C’est le cas de Jonathan Malesic, un professeur d’université américain, qui relate son expérience dans son récent livre The End of Burnout, et dont la lecture m’a beaucoup éclairé sur ce phénomène encore assez mal connu.

Sibenik - Croatie

Les dimensions du burnout

Selon Malesic qui s’appuie sur les travaux de la psychologue Christina Maslach, le burnout est mesuré selon trois dimensions : l’épuisement émotionnel, le cynisme, et le niveau d’accomplissement personnel. Maslach a développé un questionnaire permettant de mesurer ces trois dimensions indépendamment les unes des autres.

L’épuisement émotionnel se caractérise par la perte d’énergie et la sensation d’épuisement par rapport au travail, sans que ce soit nécessairement lié à une fatigue physique. Il est possible ainsi de se sentir épuisé à l’idée même d’aller au travail, tout en ayant de l’énergie pour faire d’autres activités.

Le cynisme ou dépersonnalisation se manifeste dans notre relation aux autres, dans notre degré de considération et d’empathie. Dans le cas de Malesic, lorsque les élèves ne suivent pas en classe, ne montrent pas d’intérêt pour son cours, ou ne s’appliquent pas dans leurs devoirs, cela se traduit par l’impression que ses élèves n’ont aucune considération pour son travail, et cela l’amène à manquer de considération pour eux.

L’accomplissement personnel se mesure par le degré de contribution et d’efficacité ressenti. Est-ce que mon travail me procure un sentiment d’accomplissement ? Ou est-ce que j’ai l’impression que mon travail ne sert à rien ?

Les trois dimensions sont mesurées selon son ressenti personnel, et non par une mesure objective extérieure. On peut penser par exemple qu’un travail de professeur est utile et contribue à la société, et pourtant la personne effectuant ce travail, comme Malesic, peut se sentir inefficace et penser que son travail n’a aucun impact positif sur ses élèves. De même pour l’épuisement émotionnel, vous pouvez avoir des indicateurs de bonne santé physique, et n’avoir aucune énergie pour effectuer votre travail correctement.

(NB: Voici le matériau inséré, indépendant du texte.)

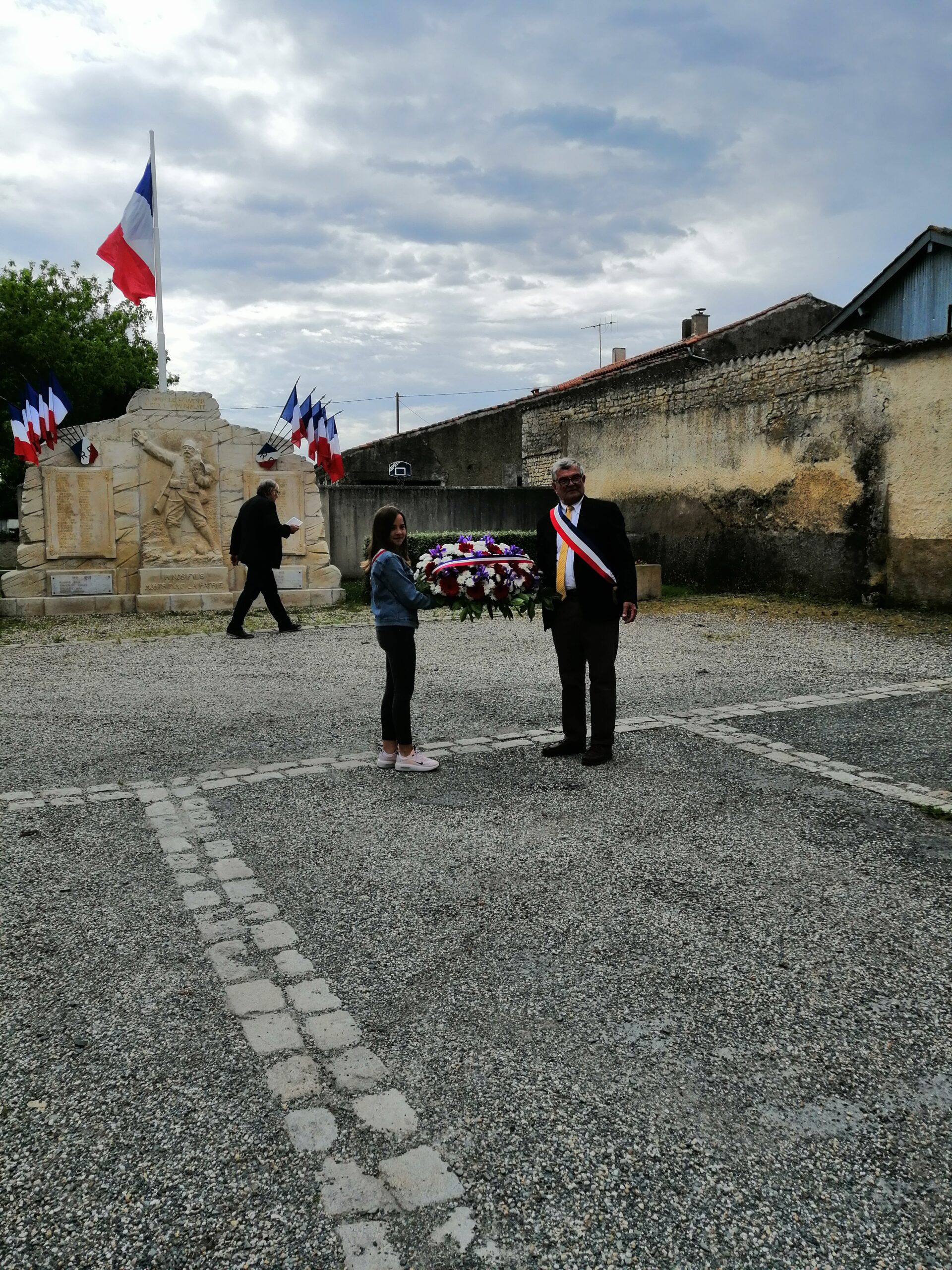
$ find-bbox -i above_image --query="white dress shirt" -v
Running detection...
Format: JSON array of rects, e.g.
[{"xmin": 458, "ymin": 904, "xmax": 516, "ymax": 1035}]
[{"xmin": 556, "ymin": 494, "xmax": 585, "ymax": 592}]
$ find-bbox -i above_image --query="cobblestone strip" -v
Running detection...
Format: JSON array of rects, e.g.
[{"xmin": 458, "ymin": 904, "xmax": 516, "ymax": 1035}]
[
  {"xmin": 141, "ymin": 784, "xmax": 508, "ymax": 1270},
  {"xmin": 0, "ymin": 678, "xmax": 952, "ymax": 812},
  {"xmin": 682, "ymin": 723, "xmax": 952, "ymax": 814}
]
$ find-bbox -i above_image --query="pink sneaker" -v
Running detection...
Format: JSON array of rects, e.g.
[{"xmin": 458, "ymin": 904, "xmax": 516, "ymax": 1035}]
[{"xmin": 394, "ymin": 751, "xmax": 439, "ymax": 772}]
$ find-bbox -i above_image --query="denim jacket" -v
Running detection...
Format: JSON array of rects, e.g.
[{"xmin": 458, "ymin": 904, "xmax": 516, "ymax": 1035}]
[{"xmin": 371, "ymin": 551, "xmax": 435, "ymax": 626}]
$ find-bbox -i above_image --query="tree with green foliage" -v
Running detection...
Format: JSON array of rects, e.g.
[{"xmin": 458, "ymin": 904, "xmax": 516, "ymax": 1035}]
[{"xmin": 0, "ymin": 260, "xmax": 173, "ymax": 517}]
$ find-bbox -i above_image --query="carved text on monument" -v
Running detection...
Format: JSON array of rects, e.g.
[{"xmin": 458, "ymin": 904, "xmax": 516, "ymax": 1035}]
[{"xmin": 43, "ymin": 467, "xmax": 116, "ymax": 560}]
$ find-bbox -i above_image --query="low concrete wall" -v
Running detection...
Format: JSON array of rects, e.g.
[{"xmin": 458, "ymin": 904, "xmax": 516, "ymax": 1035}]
[{"xmin": 324, "ymin": 485, "xmax": 555, "ymax": 578}]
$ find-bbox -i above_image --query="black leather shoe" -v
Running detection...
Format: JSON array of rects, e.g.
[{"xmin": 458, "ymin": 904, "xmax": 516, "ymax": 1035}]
[
  {"xmin": 542, "ymin": 740, "xmax": 585, "ymax": 758},
  {"xmin": 581, "ymin": 746, "xmax": 612, "ymax": 767}
]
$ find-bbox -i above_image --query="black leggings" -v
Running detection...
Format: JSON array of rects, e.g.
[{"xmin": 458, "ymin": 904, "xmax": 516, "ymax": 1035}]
[{"xmin": 377, "ymin": 626, "xmax": 416, "ymax": 746}]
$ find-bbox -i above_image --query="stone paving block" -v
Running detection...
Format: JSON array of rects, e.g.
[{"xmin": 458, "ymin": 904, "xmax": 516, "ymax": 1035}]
[
  {"xmin": 159, "ymin": 838, "xmax": 193, "ymax": 855},
  {"xmin": 354, "ymin": 1089, "xmax": 419, "ymax": 1138},
  {"xmin": 251, "ymin": 919, "xmax": 297, "ymax": 952},
  {"xmin": 289, "ymin": 980, "xmax": 340, "ymax": 1015},
  {"xmin": 241, "ymin": 1014, "xmax": 304, "ymax": 1054},
  {"xmin": 204, "ymin": 838, "xmax": 235, "ymax": 860},
  {"xmin": 204, "ymin": 940, "xmax": 255, "ymax": 980},
  {"xmin": 330, "ymin": 1045, "xmax": 387, "ymax": 1092},
  {"xmin": 274, "ymin": 949, "xmax": 313, "ymax": 975},
  {"xmin": 212, "ymin": 856, "xmax": 254, "ymax": 882},
  {"xmin": 225, "ymin": 979, "xmax": 284, "ymax": 1015},
  {"xmin": 379, "ymin": 1147, "xmax": 463, "ymax": 1211},
  {"xmin": 430, "ymin": 1206, "xmax": 476, "ymax": 1252},
  {"xmin": 164, "ymin": 851, "xmax": 198, "ymax": 870},
  {"xmin": 268, "ymin": 1054, "xmax": 321, "ymax": 1102},
  {"xmin": 198, "ymin": 917, "xmax": 245, "ymax": 940},
  {"xmin": 222, "ymin": 878, "xmax": 264, "ymax": 904},
  {"xmin": 244, "ymin": 899, "xmax": 279, "ymax": 922},
  {"xmin": 175, "ymin": 873, "xmax": 207, "ymax": 887},
  {"xmin": 338, "ymin": 1222, "xmax": 400, "ymax": 1270},
  {"xmin": 181, "ymin": 890, "xmax": 221, "ymax": 909},
  {"xmin": 284, "ymin": 1107, "xmax": 338, "ymax": 1152},
  {"xmin": 304, "ymin": 1010, "xmax": 360, "ymax": 1053},
  {"xmin": 321, "ymin": 1157, "xmax": 396, "ymax": 1216}
]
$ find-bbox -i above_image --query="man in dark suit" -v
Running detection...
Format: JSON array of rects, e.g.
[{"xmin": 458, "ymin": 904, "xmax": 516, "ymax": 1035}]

Il peut y avoir une forme d’incompréhension dans son expérience du burnout : “Je n’ai pas une si grande charge de travail, pourquoi est-ce que je ressens autant de fatigue ?”. Le sentiment d’inefficacité peut amener à essayer d’en faire plus et de s’engager dans plusieurs projets en parallèle, ce qui a pour effet d’augmenter sa charge mentale. Plus j’ai l’impression d’être inutile, plus je m’investis dans de nouvelles activités en espérant en ressentir un sentiment d’accomplissement.

Le grand écart entre les idéaux et la réalité

Nos idéaux liés au travail sont souvent en décalage avec la réalité, si ce n’est pas toujours le cas. Certains métiers peuvent véhiculer une image particulièrement idéalisée, je pense par exemple aux professions liées au soin, à la justice, à l’éducation. On peut imaginer se consacrer à son coeur de métier avec passion et avoir un impact direct et positif. La réalité du terrain est bien différente : tâches administratives, manque de reconnaissance, fonctionnement hiérarchique, cadence soutenue, peu d’autonomie.

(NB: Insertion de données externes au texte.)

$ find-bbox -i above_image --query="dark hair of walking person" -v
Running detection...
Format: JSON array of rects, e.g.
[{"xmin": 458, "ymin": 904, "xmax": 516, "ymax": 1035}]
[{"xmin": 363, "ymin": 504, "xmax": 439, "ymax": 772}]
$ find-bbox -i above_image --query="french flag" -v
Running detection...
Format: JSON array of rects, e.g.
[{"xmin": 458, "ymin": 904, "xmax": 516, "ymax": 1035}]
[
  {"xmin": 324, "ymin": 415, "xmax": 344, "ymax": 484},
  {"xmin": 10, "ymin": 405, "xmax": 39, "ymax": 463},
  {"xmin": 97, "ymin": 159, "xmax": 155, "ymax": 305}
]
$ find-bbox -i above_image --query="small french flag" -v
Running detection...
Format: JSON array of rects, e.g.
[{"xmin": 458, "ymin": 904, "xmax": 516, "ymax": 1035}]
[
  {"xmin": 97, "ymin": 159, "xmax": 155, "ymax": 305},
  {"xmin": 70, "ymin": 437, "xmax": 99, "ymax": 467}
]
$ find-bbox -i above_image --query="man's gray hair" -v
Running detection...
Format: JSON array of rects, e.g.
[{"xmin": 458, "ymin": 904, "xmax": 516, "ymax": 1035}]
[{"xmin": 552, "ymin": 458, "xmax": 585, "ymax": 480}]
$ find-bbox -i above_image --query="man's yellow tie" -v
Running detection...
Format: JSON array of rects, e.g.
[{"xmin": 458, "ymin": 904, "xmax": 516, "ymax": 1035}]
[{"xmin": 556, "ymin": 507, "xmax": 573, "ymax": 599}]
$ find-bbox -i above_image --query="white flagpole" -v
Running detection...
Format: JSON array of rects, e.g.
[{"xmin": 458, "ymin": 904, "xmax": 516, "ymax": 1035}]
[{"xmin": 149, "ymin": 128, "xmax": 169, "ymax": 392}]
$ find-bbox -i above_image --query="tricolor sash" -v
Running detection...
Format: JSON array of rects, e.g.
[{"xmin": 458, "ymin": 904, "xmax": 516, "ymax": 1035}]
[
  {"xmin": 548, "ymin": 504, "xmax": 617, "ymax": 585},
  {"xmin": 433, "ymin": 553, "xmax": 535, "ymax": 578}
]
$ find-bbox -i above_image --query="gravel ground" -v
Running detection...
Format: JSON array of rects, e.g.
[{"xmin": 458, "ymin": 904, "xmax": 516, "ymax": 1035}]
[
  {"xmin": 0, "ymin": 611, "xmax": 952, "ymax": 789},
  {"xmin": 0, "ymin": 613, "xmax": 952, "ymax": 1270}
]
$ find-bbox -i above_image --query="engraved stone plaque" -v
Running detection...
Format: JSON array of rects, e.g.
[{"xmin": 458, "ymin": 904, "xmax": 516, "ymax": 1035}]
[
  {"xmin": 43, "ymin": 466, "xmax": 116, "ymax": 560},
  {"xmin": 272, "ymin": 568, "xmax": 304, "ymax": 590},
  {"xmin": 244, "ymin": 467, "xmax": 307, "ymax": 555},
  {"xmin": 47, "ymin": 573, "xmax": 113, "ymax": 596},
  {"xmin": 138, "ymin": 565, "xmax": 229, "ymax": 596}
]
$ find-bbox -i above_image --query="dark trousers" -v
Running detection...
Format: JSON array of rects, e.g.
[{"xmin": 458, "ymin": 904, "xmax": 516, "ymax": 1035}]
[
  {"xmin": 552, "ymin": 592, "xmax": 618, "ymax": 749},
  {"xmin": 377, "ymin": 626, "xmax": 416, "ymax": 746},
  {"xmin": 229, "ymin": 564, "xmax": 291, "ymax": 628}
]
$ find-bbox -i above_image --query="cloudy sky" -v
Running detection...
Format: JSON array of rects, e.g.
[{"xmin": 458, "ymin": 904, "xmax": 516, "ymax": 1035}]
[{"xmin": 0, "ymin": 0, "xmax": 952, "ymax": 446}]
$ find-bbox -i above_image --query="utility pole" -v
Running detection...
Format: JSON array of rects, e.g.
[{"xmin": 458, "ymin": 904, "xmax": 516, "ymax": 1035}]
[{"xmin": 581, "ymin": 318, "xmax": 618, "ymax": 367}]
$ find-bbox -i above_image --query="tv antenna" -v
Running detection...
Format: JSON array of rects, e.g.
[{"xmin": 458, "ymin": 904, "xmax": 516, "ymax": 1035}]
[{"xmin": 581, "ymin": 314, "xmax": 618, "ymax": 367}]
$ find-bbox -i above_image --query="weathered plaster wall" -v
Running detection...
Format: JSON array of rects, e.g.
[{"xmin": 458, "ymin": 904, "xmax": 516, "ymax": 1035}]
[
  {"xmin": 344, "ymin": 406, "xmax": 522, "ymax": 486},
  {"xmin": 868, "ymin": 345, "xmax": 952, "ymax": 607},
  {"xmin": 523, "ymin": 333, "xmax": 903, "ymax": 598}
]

Quel que soit le métier, il arrive que les conditions de travail ne permettent pas de réaliser ses idéaux. Cela peut être le cas dès le début, s’installer progressivement, ou arriver plus tard lors d’une réorganisation.

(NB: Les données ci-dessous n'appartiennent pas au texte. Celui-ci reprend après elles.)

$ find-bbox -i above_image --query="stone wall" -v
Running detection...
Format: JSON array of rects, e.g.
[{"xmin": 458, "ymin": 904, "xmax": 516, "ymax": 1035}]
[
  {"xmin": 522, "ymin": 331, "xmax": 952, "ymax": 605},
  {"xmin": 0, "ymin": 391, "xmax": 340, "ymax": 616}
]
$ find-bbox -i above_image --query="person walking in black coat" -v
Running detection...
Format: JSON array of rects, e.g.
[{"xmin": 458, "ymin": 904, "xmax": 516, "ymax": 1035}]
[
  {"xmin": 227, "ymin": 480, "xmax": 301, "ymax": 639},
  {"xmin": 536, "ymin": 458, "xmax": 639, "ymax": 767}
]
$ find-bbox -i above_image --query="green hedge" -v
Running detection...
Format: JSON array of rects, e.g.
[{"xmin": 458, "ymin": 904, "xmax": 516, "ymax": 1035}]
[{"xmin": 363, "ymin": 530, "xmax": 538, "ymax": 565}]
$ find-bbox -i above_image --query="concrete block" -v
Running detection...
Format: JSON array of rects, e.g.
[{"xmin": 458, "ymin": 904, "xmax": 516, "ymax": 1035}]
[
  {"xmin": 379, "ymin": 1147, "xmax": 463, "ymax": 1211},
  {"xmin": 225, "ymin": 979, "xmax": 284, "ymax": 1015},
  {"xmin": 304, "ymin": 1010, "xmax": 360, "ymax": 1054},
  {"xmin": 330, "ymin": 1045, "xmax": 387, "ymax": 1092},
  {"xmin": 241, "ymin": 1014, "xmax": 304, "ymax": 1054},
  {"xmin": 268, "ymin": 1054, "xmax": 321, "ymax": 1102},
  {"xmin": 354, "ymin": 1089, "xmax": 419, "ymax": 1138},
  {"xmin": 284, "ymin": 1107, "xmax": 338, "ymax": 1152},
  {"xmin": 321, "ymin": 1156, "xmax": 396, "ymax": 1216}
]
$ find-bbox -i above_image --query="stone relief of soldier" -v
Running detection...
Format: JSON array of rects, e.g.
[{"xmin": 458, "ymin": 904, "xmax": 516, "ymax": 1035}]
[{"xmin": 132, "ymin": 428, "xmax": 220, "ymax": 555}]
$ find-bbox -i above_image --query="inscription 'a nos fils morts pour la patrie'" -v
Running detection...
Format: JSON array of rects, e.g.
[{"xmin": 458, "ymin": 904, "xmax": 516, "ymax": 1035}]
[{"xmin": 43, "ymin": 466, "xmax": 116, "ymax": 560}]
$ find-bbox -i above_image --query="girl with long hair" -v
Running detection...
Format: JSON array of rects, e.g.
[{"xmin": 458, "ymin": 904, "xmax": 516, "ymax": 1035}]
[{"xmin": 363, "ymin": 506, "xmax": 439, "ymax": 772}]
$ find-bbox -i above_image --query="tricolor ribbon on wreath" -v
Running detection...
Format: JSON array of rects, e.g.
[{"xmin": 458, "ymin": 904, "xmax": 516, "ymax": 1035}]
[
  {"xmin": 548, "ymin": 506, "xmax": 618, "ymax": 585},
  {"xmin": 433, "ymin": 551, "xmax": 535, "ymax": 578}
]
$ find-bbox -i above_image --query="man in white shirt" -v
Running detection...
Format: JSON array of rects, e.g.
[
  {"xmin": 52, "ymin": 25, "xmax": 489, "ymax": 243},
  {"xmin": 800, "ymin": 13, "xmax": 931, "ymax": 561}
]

L’idéal peut être une image du travail en lui-même, ce à quoi il devrait ressembler, ou une valeur forte à laquelle on tient. Je peux avoir un idéal de qualité de travail, mais ne pas pouvoir le réaliser lorsque le rythme et la charge de travail sont trop élevés.

Ce décalage est un facteur de risque de burnout. Malesic le représente par l’image d’une personne marchant sur des échasses. La hauteur des échasses représente l’idéal et l’écart entre les deux échasses correspond au décalage avec la réalité. Plus le décalage est grand et plus il devient difficile de continuer à avancer. Et plus les idéaux sont élevés, moins l’on peut supporter de décalage.

À force d’essayer d’atteindre ses idéaux par son engagement, l’épuisement et le sentiment d’inefficacité augmentent à mesure que la réalité ne s’améliore pas. On peut ressentir du découragement de ne pas y arriver, et le cynisme peut se manifester par des reproches envers les autres (collègues, clients, chefs), et envers le système qui nous freine.

Notre culture du travail

Un aspect important que j’ai apprécié dans la lecture du livre et sur lequel Malesic insiste dans son introduction est la culture du burnout. Il précise que son livre n’est pas un livre de développement personnel à destination d’individus isolés, mais s’adresse à la culture entière.

Il me semble que la pratique courante face au burnout est d’isoler et de traiter l’individu concerné, comme s’il s’agissait d’une défaillance personnelle. On l’oriente alors vers des psychologues, coachs, spécialistes du burnout, qui vont aider la personne à guérir et se remettre sur pied.

Malesic amène une perspective sur la culture du travail, et montre l’écart grandissant entre les conditions de travail et les idéaux culturels autour du travail qui favorise le burnout. C’est le cas lorsque la productivité et la recherche du profits sont placées au-dessus de la qualité des relations humaines et de l’épanouissement des personnes.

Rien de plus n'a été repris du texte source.